A full half-second was blown from a world record that had held firm for 27 years, and they beat a formidable Jamaican team to boot.

"As I'm running, I'm looking at the clock and seeing this time that's like 37, 38, 39. In my heart, I said, 'We just did it!' I definitely knew we ran well," Jeter told reporters.

The race was just one of three fantastic performances from Felix in London. The 26-year-old claimed gold in the women's 200m before running with Dee Dee Trotter, Francena McCorory and Sanya Richards-Ross in the 4x400m where she helped the U.S. to their fifth straight gold in the event.

Murray banishes Wimbledon woe

Being a tennis player in Britain carries a weight of responsibility that few other sports can match, for despite hosting arguably the most coveted grand slam on the circuit there has not been a home winner of Wimbledon in the men's or women's singles since Virgina Wade triumphed in 1977.

The pressure exerted by the home crowd on any man or woman who progresses to the knockout stages of the competition usually becomes so overbearing that performance crumbles and hopes are vanquished for yet another year.

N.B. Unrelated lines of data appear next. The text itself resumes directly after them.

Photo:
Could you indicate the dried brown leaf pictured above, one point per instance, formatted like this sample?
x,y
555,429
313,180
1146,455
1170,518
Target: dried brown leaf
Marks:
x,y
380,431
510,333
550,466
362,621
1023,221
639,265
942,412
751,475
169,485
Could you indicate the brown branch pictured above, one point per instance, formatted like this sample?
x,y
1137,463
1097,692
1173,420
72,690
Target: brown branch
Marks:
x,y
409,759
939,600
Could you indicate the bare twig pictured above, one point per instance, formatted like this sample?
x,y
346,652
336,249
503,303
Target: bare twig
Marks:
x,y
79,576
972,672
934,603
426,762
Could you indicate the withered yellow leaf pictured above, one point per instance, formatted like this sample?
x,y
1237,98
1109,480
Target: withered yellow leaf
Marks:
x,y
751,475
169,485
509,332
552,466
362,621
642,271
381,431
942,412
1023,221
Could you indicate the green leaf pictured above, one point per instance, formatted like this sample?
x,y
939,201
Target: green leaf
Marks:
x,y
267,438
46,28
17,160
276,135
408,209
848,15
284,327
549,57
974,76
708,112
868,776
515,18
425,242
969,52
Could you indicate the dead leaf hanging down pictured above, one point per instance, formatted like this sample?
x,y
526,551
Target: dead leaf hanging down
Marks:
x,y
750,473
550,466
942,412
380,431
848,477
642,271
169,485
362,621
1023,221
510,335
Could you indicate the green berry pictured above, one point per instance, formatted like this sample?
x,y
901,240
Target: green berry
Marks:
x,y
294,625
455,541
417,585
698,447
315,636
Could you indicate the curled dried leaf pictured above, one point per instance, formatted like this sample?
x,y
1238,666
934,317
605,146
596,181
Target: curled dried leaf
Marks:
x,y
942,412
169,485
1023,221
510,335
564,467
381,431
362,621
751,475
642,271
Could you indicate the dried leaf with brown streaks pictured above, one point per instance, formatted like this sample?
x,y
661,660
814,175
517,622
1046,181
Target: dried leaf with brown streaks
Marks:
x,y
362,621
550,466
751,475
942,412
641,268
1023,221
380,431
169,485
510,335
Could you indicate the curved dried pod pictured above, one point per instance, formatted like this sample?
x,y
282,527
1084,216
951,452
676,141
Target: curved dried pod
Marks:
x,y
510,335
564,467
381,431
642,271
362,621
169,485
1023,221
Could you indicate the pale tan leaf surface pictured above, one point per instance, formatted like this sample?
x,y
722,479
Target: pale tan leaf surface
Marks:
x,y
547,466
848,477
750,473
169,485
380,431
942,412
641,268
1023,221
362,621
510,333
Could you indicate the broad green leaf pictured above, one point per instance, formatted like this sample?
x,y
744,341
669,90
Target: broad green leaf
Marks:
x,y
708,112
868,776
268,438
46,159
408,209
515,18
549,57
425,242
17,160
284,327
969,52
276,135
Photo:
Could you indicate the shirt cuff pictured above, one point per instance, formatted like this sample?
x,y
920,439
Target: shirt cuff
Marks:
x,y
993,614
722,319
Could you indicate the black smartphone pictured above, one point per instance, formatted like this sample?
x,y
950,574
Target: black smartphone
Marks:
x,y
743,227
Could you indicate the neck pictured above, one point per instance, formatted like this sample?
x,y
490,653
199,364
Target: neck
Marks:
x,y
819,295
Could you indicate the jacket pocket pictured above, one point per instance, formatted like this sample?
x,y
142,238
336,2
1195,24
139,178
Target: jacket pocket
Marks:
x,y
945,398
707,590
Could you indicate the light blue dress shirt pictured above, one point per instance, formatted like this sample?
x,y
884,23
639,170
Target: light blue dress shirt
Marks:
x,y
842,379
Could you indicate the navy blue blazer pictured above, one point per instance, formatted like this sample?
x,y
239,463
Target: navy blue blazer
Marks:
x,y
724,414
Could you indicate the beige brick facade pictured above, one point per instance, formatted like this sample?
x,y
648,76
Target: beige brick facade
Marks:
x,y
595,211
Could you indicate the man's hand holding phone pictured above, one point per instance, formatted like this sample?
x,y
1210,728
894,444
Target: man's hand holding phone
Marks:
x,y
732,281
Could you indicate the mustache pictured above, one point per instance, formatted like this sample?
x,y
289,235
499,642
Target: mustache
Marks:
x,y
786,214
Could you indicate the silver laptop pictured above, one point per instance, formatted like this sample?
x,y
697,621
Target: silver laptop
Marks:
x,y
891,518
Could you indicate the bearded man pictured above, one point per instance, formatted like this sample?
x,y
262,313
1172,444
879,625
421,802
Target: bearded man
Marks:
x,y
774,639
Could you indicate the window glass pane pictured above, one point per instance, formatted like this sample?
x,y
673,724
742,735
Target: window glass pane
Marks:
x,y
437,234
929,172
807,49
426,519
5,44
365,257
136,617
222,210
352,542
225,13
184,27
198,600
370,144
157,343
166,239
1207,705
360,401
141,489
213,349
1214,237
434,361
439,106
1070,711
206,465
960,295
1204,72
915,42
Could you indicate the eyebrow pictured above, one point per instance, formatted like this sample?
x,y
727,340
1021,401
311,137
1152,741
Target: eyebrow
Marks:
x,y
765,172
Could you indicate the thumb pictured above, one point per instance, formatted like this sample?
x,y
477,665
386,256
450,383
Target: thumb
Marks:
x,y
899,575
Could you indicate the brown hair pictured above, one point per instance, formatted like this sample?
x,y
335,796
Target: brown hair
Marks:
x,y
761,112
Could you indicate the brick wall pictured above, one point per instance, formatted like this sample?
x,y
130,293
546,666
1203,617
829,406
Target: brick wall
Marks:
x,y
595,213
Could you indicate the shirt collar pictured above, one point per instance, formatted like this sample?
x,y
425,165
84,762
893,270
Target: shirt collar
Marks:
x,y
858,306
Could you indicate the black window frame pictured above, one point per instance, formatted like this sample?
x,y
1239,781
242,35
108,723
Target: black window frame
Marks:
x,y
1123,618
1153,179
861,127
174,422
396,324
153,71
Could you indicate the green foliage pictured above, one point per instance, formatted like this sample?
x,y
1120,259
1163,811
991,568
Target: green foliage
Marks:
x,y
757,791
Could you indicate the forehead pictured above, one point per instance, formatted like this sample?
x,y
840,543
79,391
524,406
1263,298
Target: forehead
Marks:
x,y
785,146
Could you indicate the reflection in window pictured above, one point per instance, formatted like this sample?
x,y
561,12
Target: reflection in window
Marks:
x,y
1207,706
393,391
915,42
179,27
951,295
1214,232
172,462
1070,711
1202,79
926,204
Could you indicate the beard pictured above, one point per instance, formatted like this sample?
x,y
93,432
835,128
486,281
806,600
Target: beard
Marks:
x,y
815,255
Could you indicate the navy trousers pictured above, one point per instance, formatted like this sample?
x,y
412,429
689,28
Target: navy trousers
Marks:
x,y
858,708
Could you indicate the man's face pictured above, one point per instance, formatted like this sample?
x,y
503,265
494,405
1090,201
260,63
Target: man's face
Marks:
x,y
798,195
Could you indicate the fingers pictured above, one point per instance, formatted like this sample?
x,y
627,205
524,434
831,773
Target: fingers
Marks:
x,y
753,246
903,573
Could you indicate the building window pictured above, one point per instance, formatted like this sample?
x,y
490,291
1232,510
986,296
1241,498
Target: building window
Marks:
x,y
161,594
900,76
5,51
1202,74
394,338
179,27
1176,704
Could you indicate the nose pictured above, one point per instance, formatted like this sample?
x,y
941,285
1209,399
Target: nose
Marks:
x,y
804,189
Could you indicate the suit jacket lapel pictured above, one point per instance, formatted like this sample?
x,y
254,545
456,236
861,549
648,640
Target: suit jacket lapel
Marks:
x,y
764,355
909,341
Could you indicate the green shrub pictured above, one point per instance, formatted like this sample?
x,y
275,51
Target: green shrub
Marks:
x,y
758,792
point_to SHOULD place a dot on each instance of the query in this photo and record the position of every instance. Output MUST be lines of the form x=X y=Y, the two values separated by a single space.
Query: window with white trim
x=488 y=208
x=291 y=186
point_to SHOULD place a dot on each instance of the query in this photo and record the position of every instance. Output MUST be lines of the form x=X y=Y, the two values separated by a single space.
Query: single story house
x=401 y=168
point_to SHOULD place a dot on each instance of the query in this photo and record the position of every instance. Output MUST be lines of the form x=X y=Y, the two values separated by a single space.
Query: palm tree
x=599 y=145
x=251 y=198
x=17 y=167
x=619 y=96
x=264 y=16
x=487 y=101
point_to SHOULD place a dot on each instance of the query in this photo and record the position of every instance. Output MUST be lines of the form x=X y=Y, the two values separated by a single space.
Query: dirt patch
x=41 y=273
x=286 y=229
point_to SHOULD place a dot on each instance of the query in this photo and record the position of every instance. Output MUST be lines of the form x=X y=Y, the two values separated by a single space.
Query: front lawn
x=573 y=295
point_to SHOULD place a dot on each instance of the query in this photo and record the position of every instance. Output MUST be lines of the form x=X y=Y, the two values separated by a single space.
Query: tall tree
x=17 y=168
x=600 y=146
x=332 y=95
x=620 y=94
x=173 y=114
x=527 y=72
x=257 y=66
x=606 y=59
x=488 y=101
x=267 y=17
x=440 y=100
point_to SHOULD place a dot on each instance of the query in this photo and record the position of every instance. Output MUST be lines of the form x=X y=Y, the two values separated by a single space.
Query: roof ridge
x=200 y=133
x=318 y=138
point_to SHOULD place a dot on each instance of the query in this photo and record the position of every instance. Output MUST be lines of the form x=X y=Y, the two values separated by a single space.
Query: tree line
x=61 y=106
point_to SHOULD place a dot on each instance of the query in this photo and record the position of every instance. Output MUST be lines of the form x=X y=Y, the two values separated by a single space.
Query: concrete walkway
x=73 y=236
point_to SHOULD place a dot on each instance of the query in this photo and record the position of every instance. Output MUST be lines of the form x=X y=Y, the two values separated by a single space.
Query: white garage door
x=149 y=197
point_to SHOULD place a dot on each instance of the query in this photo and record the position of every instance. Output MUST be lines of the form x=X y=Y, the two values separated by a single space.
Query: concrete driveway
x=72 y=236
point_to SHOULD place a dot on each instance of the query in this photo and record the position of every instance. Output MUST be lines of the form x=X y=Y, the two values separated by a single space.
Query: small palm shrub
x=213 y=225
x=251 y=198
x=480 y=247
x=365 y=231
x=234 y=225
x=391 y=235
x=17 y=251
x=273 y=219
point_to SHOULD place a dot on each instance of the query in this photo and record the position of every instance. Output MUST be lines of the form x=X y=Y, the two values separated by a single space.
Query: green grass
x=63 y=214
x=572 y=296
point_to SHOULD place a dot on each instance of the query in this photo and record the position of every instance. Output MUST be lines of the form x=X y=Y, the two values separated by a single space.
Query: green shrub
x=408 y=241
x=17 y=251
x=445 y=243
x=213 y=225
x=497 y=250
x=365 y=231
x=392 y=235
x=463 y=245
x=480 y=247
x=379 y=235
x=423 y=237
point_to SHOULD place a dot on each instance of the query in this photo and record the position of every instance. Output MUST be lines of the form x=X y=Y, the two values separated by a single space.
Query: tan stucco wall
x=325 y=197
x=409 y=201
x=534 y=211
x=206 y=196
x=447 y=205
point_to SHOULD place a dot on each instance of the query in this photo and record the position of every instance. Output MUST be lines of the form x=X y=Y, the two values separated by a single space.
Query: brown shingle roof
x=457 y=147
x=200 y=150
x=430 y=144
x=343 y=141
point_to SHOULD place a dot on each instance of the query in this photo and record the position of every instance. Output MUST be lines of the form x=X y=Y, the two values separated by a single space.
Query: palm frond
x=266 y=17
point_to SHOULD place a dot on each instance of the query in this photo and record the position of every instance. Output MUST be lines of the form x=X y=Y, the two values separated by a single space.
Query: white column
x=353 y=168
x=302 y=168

Andy Murray has been the latest racket wielder to experience this spiral of self-defeating collective action by the British public. The 25-year-old Scot almost broke the hoodoo when he battled with Swiss master Roger Federer in this year's final before bowing out in an emotional 4-6 7-5 6-3 6-4 defeat.

But the magic of hosting the Games affected both the crowd at Wimbledon (the venue for the Olympic tennis competition) and something in the heart of Murray. After making it to the final, where Federer stood once again on the other side of the Centre Court net as his opponent, he did not buckle under the burden but rose to play what he hailed as the "biggest win of his life."

Murray steamrolled arguably the best tennis player to live in straight sets 6-2 6-1 6-4 to win gold, four weeks to the day after losing the slam final on the same piece of grass.

Chinese success

After topping the medal table in Beijing, China was always going to be keen to maintain the winning streak at the 2012 Olympics -- and garnering over 80 medals has to be seen as a success.

Gold, silver and bronze were won in diverse disciplines but one of the greatest breakthrough areas for China was in the swimming pool. It was in this domain that Ye Shiwen, one of the Asian nation's biggest stars, emerged in London.

The 16-year-old created headlines around the world by winning the 400m individual medley in a world-record time of four minutes 28.43 seconds. In doing so, she shaved five seconds from her personal best and completed the last 50m freestyle in a time quicker than America's Ryan Lochte, the champion of the men's equivalent event. She also claimed gold in the women's 200m individual medley setting a new Olympic record in the process.

The times were so extraordinary that the Chinese Swimming Association was forced to issue a statement denying allegations Ye had been taking performance-enhancing drugs. Curious too that the same cynicism in the world's press did not follow any of the other performances listed here in the same manner.

Uganda's marathon man

Nations like Uganda do not figure in the scrap for Olympic medals often, and in the run-up to London 2012 there was no reason to think that this would change at the 30th Olympiad.